Think the American League Championship Series is going to live up to the hype or what?
New York 10, Boston 7. And oh my, is this one ever on.
"Well," Torre said, "all of those people who say (I) sit in the dugout and it's calm, you didn't want to be there tonight. Each game is going to be an emotional roller coaster, there is no question."
They make some big roller coasters these days, but none of them can compare to the twists and turns of the game that gave New York a 1-0 lead in the ALCS. Game 2 is here on Wednesday.
In the seventh inning, when Mussina struck out Johnny Damon for the third time, had an eight-run lead and flirted with perfection, this was all but over.
Yankee Stadium was in full sing-song mode – teasing Game 2 starter Pedro Martinez with the rhetorical question "Who's your daddy?" and, in an effort not to jinx the Moose, refusing to say anything that even rhymed with "no-hitter." Considering Mussina seemed to be working with a perpetual 0-2 count, it didn't seem like he needed any superstition.
For the Red Sox – who had scored 964 runs since opening day and came into this series full of bluster – this strikeout fest was more than frustrating. This was a humbling humiliation that would crush lesser teams.
But Mark Bellhorn broke the string of perfection with a deep double and the floodgates opened. Suddenly it was 8-3, then 8-5, then 8-7, then "Enter Sandman" time.
The Yankees were fortunate Mariano Rivera, who had buried two cousins in Panama on Tuesday morning (both had suffered accidental electrocution deaths at his home Saturday), had his five-hour flight back to the States make it in time.
One thing Torre didn't worry about was his ability to concentrate. "I don't think I trust anybody more than Mariano," Torre said.
After getting through a day such as Rivera's, having the ball handed to you with the game on the line isn't such a big thing.
"The most difficult part of my day was leaving my family, knowing they are still in pain," Rivera said. "It was tough, you know, coming on that plane alone. I was thinking, you know, just there's tears coming out of my eyes."
It was that kind of night in the South Bronx.
The surprise at the start of the game was the shellacking of Schilling. As an Arizona Diamondback, Schilling tortured the Yankees in the 2001 World Series, giving up just three earned runs in 21.2 innings pitched. It was that mastery of the Bombers that caused Sox general manager Theo Epstein to spend last Thanksgiving in Arizona convincing Schilling to come to Boston and not New York.

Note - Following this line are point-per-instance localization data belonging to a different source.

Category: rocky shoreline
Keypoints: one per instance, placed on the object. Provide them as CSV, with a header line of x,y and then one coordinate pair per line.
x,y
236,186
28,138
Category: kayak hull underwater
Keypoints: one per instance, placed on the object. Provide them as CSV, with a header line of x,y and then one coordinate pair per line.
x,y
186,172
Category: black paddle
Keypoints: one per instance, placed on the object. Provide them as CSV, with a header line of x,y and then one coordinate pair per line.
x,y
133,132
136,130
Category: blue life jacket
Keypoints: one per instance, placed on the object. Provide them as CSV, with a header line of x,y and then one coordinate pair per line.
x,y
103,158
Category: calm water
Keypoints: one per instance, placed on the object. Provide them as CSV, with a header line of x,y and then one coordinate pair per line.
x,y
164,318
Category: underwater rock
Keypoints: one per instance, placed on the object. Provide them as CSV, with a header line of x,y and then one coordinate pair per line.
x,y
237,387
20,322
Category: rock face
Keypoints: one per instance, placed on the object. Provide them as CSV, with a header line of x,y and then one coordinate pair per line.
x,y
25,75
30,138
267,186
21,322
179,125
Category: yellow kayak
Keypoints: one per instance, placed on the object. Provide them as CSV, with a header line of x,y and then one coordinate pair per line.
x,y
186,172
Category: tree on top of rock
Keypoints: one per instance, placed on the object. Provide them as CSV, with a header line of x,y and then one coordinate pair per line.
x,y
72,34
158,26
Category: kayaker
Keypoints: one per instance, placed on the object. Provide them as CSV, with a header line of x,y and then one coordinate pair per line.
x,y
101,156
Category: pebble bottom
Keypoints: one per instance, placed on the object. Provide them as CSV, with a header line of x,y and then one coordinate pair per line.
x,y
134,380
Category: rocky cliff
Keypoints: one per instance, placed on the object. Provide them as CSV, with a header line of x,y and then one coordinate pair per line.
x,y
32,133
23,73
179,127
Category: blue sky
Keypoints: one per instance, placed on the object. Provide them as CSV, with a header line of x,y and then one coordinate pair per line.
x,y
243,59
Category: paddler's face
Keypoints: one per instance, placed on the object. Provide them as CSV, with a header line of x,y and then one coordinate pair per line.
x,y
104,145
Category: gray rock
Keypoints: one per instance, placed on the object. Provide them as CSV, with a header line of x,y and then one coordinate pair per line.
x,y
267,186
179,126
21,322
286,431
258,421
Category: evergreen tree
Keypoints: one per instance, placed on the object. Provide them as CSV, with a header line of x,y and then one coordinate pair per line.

Instead the Yankees jumped all over him. By the third inning, Schilling was pulled, left with a glazed look and a sympathy hug from pitching coach Dave Wallace.
"He just didn't look right," said Sox manager Terry Francona, as worries about Schilling's tender right ankle magnified.
But rather than folding under the circumstances, Boston never stopped competing no matter how dominant Mussina was. "The vibe in the dugout was actually pretty good, even when we were down," Francona said.
By the end there was the close, nail-biting game everyone expected. If there is ever such a thing as a moral victory in a playoff series, Boston got it.
"The goal is to win," Francona said, "(but) we actually gave it a pretty good run."
Here is the thing about New York, though. No matter how good the opponent may look on paper (and boy Boston looks good), the Yankees have a roster full of been-there October heroes. From Mussina's perfection, to Rivera jetting in from Central America, to Bernie Williams knocking in two clutch eighth-inning insurance runs, New York is still New York.
But here is the thing about Boston. The Red Sox are not going to stop coming and are not going to stop battling and believing until you drive a stake through their heart. The lineup is loaded. The danger is always there.
An eight-run hole in the seventh? Why worry?
"(Boston) is so capable of doing what they did tonight," Torre marveled.
But, then again, so is New York.
Which is why after one wild, unpredictable and fantastic fall night, this much-anticipated ALCS is more on than ever.
So buckle up. The roller coaster ride has just begun.